Layard Horsfall, H.; Toma, A. K.; Watkins, L.; Akram, H.; Marcus, H. J.; Stewart, A.; Chatburn, J.; Vanhoestenberghe, A.; Coughlin, B. F.; Paulk, A. C.; Cash, S. S.; Welkenhuysen, M.; Dutta, B.; Schaefer, A. T.; Kollo, M.; Muirhead, W.

2026-05-18 neurology
10.64898/2026.05.07.26351853 medRxiv
Show abstract

High-density electrophysiological recording using Neuropixels probes enables single-unit resolution of human neural activity. However, integrating these systems into clinical environments remains challenging. Reported human recordings have been limited to a few centres in the United States utilising variable regulatory, sterilisation and operative techniques. Here, we present human Neuropixels recordings under a nationally managed ethical and regulatory framework in the United Kingdom. We provide a reproducible roadmap to overcome regulatory and equipment constraints.

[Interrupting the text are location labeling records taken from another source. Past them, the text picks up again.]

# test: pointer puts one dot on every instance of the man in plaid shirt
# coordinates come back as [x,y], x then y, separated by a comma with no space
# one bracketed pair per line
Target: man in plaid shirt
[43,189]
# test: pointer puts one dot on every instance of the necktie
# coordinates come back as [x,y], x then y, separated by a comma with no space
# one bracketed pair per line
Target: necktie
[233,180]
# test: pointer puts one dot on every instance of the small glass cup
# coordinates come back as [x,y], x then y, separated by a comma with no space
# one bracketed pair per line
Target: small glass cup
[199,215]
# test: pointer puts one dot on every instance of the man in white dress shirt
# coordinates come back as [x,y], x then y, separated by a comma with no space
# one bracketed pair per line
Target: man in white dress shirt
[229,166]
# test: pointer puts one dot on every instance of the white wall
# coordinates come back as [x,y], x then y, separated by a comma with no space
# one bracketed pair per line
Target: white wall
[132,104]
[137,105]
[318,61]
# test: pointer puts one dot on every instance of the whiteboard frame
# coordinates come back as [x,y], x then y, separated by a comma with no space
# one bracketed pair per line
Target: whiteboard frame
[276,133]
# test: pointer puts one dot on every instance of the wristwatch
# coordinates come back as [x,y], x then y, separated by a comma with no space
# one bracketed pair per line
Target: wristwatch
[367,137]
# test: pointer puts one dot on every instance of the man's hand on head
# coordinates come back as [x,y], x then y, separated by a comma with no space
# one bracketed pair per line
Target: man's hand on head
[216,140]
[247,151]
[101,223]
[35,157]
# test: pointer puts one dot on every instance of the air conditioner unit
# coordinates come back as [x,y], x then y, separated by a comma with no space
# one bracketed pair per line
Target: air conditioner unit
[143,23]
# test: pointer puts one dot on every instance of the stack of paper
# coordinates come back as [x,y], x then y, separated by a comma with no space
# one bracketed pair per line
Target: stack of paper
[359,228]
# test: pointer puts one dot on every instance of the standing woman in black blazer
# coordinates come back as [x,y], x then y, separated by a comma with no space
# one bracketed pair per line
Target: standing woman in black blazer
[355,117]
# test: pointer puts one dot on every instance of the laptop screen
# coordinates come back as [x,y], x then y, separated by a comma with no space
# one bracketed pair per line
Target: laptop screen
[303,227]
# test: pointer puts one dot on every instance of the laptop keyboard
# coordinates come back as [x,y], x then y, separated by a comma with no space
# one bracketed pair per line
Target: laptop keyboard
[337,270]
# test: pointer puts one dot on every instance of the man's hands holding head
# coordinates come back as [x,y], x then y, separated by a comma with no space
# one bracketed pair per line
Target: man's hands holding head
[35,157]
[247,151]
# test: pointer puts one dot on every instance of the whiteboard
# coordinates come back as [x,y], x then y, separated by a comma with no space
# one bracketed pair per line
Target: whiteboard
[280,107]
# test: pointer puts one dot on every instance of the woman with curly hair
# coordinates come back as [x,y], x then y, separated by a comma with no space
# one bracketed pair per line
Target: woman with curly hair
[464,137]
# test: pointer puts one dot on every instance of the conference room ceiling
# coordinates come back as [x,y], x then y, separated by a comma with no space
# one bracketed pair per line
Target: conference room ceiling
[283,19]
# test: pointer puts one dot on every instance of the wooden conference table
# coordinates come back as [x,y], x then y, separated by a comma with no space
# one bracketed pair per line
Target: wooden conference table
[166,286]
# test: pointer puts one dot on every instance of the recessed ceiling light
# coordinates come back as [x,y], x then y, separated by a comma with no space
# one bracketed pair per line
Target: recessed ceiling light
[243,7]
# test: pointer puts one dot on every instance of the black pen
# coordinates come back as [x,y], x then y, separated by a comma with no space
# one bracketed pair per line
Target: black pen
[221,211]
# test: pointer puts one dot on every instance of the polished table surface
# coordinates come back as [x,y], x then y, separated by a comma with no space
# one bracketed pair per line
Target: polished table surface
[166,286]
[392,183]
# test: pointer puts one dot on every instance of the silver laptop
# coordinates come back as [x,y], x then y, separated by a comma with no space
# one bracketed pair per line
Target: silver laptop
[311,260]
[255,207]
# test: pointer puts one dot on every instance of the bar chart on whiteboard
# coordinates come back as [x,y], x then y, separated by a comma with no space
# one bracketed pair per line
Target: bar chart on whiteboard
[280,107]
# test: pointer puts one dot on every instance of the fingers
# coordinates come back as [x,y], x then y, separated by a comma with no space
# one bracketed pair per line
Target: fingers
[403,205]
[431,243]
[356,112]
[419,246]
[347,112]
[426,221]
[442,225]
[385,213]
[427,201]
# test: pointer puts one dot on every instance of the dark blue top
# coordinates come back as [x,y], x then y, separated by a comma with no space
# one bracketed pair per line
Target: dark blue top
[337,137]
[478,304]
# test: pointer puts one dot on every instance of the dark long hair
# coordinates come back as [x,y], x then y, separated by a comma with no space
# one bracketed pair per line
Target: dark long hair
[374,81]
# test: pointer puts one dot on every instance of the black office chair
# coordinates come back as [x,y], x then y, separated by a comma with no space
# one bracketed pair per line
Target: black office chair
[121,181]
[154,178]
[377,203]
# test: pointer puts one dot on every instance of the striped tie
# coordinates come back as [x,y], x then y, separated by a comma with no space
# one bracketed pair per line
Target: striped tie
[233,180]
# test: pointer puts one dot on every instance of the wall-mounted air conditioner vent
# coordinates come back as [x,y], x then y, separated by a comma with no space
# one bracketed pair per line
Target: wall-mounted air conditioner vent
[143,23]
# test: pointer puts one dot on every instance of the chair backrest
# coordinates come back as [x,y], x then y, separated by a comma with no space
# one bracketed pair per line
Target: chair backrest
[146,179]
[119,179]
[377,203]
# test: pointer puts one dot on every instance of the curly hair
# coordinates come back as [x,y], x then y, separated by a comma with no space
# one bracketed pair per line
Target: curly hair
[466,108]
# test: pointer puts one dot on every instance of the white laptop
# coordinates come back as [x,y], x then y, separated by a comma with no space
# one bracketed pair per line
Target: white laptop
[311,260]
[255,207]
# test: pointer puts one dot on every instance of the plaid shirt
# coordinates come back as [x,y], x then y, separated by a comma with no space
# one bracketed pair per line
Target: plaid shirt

Guided by the IDEAL Stage 2a (Development) framework, we established a frameless intraoperative workflow utilising manufacturer-sterilised probes and a commercially available, clinical-grade setup for Neuropixels insertion including micromanipulator and endoscope holder. We prospectively evaluated this workflow across six participants (mean age 62.5 years) undergoing elective ventriculoperitoneal shunt surgery. Iterative failure-mitigation cycles successfully resolved key technical barriers, including neuronavigation interference and hardware instability. Assessed across three predefined endpoints (clinical safety, procedural timing, and neural data yield), the workflow achieved zero research-related adverse events and maintained a strict 30-minute procedural extension. Progressive technical refinements increased single-unit yield from 25 units during early development to 146 manually curated units. This approach provides a scalable, clinically integrated workflow to safely perform high-density electrophysiology in routine neurosurgical environments.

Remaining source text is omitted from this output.